Like most of Anatomy, it is not a line that should be utterly terrifying. Consciously - thanks to it being the first moments of the game, and having absorbed enough of the game through osmosis to know the game is not heavy on jumpscares/whatever - I knew there was nothing truly to be scared of in that room that is going to rip my head off IRL. And yet the first two times I tried playing this game, the sheer intensity of just walking around the few innocuous rooms at the start of the game was enough to have me Alt-F4 before anything had even really happened.

And yeah, I will concede, when it comes to this sort of thing I am a bit of a wuss. Particularly when it comes to the interface screw-y glitchy horror you get in a lot of Itch games, which Anatomy does like to throw at you.

But whilst that stuff always freaks me out, the general presentation of Anatomy is what really hooks under my skin. Just moving around the house has this weird feeling of intensity to it. The sound design is impeccable, the lighting just right, with a narrow field of view that makes it feel like the whole time you're never really sure you're alone. And of course, the fact that the game's setting is so deliberately ordinary adds this extra, primal layer to it all. Like an old memory of being alone in the house I grew up in and the fear that came with it resurfacing.

The main conceit of the horror is also really cool and well done. The concept of a place or location being the source of the horror itself is nothing new, but the intimacy of Anatomy adds a nice layer to it, especially with the very erudite sounding sciencey person who reads most of the tapes to you - the game's horror thesis is still gnawing at me a little, and I do kinda buy the point the guy on the tapes is saying...

So for a 30 minute experience of dread, Anatomy is fucking great. Probably the best horror game i've played since PT, even, and frankly, is very comparable to that game in general but for having less of a focus on direct scares. I do think it has issues - the game desperately, desperately needs subtitles and an actual options menu. It wouldn't clash with the game's aesthetic even as it basically already uses VHS closed captions on occasion. Without them i literally had to go find a subtitled playthrough on youtube to parse the entirety of some of the last tapes you collect. I would also say the game's one big actual scare is a bit dissapointing - its ok, and a perfect rounding out of the game's big theme, but looks a little goofy compared to the rest of what is an immaculate aesthetic, and is nowhere near enough of a crescendo to match up to the sheer dread built up before it.

Also, and this is the smallest of nits to pick, but the UNITY PERSONAL EDITION logo popping up every time you boot, for game that you will have to do so 3 times in 30 minutes to finish, is a bit immersion breaking for something that is otherwise so utterly captivating.

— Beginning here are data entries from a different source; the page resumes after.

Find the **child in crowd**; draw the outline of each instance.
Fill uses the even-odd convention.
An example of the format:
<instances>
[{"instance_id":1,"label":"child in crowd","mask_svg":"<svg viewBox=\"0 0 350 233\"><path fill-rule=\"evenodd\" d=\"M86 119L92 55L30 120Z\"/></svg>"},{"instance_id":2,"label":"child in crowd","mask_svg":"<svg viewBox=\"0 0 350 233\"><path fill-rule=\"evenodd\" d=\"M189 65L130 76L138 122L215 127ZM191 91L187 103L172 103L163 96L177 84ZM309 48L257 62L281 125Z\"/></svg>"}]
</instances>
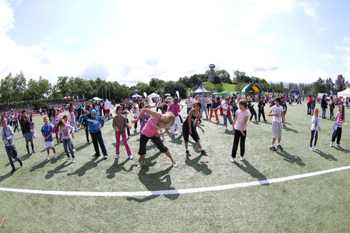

But don't let that take away anything too much from Anatomy. The small issues I have with the game are also mostly in retrospect. When playing it I haven't been as scared by media since PT, and it's theme is one that feels like it's going to linger with me for a while just like it. When a game makes walking down a simple Hallway I KNOW has nothing at the other end scary, that's when you know you're dealing with a properly excellent Horror creator.